Será que a malhação é mesmo a melhor maneira de aprender a se mexer?
Como eu vivo repetindo aqui, sou uma
frequentadora de academias de ginástica de longa data. Mas, em alguns
aspectos, ainda me considero uma iniciante. E isso me preocupa. Não que
eu ache que deveria saber tudo e executar todos os movimentos
perfeitamente. Mas me parece que pelo menos os movimentos mais adequados
para o meu corpo eu deveria conhecer, sim. Todo mundo deveria saber
isso de si mesmo. Por que não nos ensinam?
Algumas semanas atrás, abordei nesta coluna o jeito certo de fazer alongamento.
Quando entrevistei a professora e ela me mostrou, no meu corpo, em que
eu andava errando, me surpreendi. Como assim, depois de tanto tempo
praticando, eu não conhecia os movimentos certos? Por que não haviam me
ensinado a alongar daquela forma desde o começo, 17 anos atrás, e
repetidamente ao longo desses anos todos?
Mais
questionamentos se sucederam. Recentemente, descobri uma lesão nos
joelhos. Sinto dor quase diariamente. O médico me disse que era
inevitável não ter nenhum problema nas articulações com tanta atividade
física. Como? Mas nem sou atleta. Sempre me exercitei visando a saúde,
qualidade de vida, manutenção da musculatura... Alguma coisa eu devo ter
feito de errado. Será que peguei peso demais em algum período? Será que
foram aqueles dez quilômetros que corri sem preparo, incentivada por
gente da academia, dez anos atrás?
Na semana
passada, resolvi experimentar uma aula de ginástica relativamente nova.

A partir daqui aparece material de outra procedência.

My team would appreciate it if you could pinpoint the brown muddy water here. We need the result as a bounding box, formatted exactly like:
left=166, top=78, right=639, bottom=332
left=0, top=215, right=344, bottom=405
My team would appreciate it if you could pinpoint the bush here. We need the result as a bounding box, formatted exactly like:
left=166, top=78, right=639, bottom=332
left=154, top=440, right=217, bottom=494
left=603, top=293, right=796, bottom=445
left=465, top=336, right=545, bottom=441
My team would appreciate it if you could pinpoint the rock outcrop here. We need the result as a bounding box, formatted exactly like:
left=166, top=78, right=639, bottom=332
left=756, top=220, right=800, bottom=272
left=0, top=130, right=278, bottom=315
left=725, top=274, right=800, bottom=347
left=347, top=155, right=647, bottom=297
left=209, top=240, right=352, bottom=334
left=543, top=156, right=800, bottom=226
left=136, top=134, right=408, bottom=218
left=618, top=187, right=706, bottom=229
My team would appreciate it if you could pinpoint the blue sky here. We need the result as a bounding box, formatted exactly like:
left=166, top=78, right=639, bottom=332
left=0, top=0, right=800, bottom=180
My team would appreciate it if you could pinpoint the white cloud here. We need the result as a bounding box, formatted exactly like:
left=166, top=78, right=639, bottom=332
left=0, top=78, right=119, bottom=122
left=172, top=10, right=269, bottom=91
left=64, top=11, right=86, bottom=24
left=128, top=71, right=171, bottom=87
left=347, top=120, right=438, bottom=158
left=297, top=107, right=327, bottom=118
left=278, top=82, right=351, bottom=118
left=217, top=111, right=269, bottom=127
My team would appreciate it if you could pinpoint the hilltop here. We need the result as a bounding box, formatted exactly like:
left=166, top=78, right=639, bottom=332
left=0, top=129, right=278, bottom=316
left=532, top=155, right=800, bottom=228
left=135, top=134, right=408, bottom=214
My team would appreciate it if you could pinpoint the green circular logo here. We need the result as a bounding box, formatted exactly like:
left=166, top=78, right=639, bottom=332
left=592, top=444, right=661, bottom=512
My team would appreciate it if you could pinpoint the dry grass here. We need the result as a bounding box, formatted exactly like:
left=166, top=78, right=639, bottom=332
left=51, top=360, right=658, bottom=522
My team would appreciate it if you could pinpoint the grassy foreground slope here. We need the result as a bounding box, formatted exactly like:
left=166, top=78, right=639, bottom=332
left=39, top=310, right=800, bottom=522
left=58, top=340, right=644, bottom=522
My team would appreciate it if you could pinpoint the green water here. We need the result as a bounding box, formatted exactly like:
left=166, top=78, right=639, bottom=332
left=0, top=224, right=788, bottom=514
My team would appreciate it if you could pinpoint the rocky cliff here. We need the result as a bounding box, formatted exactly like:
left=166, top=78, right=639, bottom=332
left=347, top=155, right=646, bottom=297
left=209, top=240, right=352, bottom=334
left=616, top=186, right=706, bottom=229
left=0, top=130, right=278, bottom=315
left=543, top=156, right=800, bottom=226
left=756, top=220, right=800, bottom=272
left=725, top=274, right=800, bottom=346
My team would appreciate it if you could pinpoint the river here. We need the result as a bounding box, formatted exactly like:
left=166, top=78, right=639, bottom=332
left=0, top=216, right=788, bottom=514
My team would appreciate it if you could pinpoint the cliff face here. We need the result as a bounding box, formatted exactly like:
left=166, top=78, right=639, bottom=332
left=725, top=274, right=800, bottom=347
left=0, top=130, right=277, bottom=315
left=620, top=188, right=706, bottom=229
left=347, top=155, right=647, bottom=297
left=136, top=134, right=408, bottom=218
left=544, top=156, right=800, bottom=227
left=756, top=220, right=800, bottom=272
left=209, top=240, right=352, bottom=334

Eu fiz muita ginástica até os vinte e poucos anos, depois larguei e
fiquei só na musculação. Perdi o costume e estranho muito quando volto à
sala de aula e me submeto àquela espécie de macaquice do professor.
Bem, a aula era mais ou menos coreografada. Três vezes por semana, a
mesma aula, igualzinha. Os alunos fazendo o mesmo exercício ao mesmo
tempo, só variando a intensidade conforme a resistência de cada um. E eu
era uma novata. Tive aquela sensação desconfortável que desconfio que
todo novato tem na primeira aula de qualquer coisa. Não conhecia os
movimentos, não sabia o jeito certo de posicionar o corpo, não sabia
direito a carga que deveria usar. O professor me dava instruções, mas
ele não podia parar a aula para me mostrar tudo com calma. Eu deveria
pegar o ritmo com o tempo.
Congelemos
essa cena. Ponha-se no meu lugar um novato ainda mais novato, alguém que
esteja chegando agora ao mundo do suor, que não tenha muita noção ainda
de onde está ou como contrair sua musculatura abdominal. Ele estará bem
mais perdido do que eu. Ele estará tentando flexionar os dois cotovelos
para trabalhar o peitoral, mas estará se esquecendo de ajeitar o
quadril e os pés e sua coluna estará torta. É preciso pegar o ritmo da
aula, porque a aula é assim, coletiva e ágil. Ele quer fazer essa aula
porque quer entrar em forma... rápido.
Como
estará esse cidadão hipotético daqui a um ano? Terá ele aprendido a
posicionar sua coluna vertebral? Ou daqui a 17 anos vai machucar a
lombar porque ainda não consegue contrair corretamente a musculatura
abdominal na hora de carregar peso?
Minha
questão central é até que ponto as aulas coletivas de ginástica,
ministradas nesse ritmo coreografado muito comum hoje em dia, são um bom
começo. Fiquei com a impressão de que não são. No meu ver, elas
favorecem os vícios de movimento e deixam de lado a verdadeira educação
física – aquela que se propõe a ensinar o que cada pessoa pode e deve
fazer com seu corpo em nome da saúde e do bem-estar.
Imagino que quem chega à academia depois de um longo período de
sedentarismo está com o corpo analfabeto. Precisa aprender o be-a-bá de
si mesmo para começar a sair do lugar. Perceber, passo a passo, de qual
trabalho é capaz cada pedaço do seu corpo e qual deve ser o caminho do
aprendizado para avançar na performance com segurança. Sem isso, o que
acontece é que multidões de pessoas que só enxergam o final do percurso –
a boa forma – se jogam em ginásticas e corridas que fazem suar mas não
educam os movimentos individuais.
Segundo minha
observação, sem qualquer respaldo científico, o percurso usual do
malhador é que ele comece na ginástica coletiva e vá refinando seu
interesse e seu entendimento até, depois de alguns anos, optar por um
treinamento individualizado, que respeite suas características, atenda a
suas necessidades e corrija os problemas músculo-articulares
adquiridos. Desconfio que inverter essa ordem seria mais interessante
para quem quer ser ativo a vida toda, sem dores.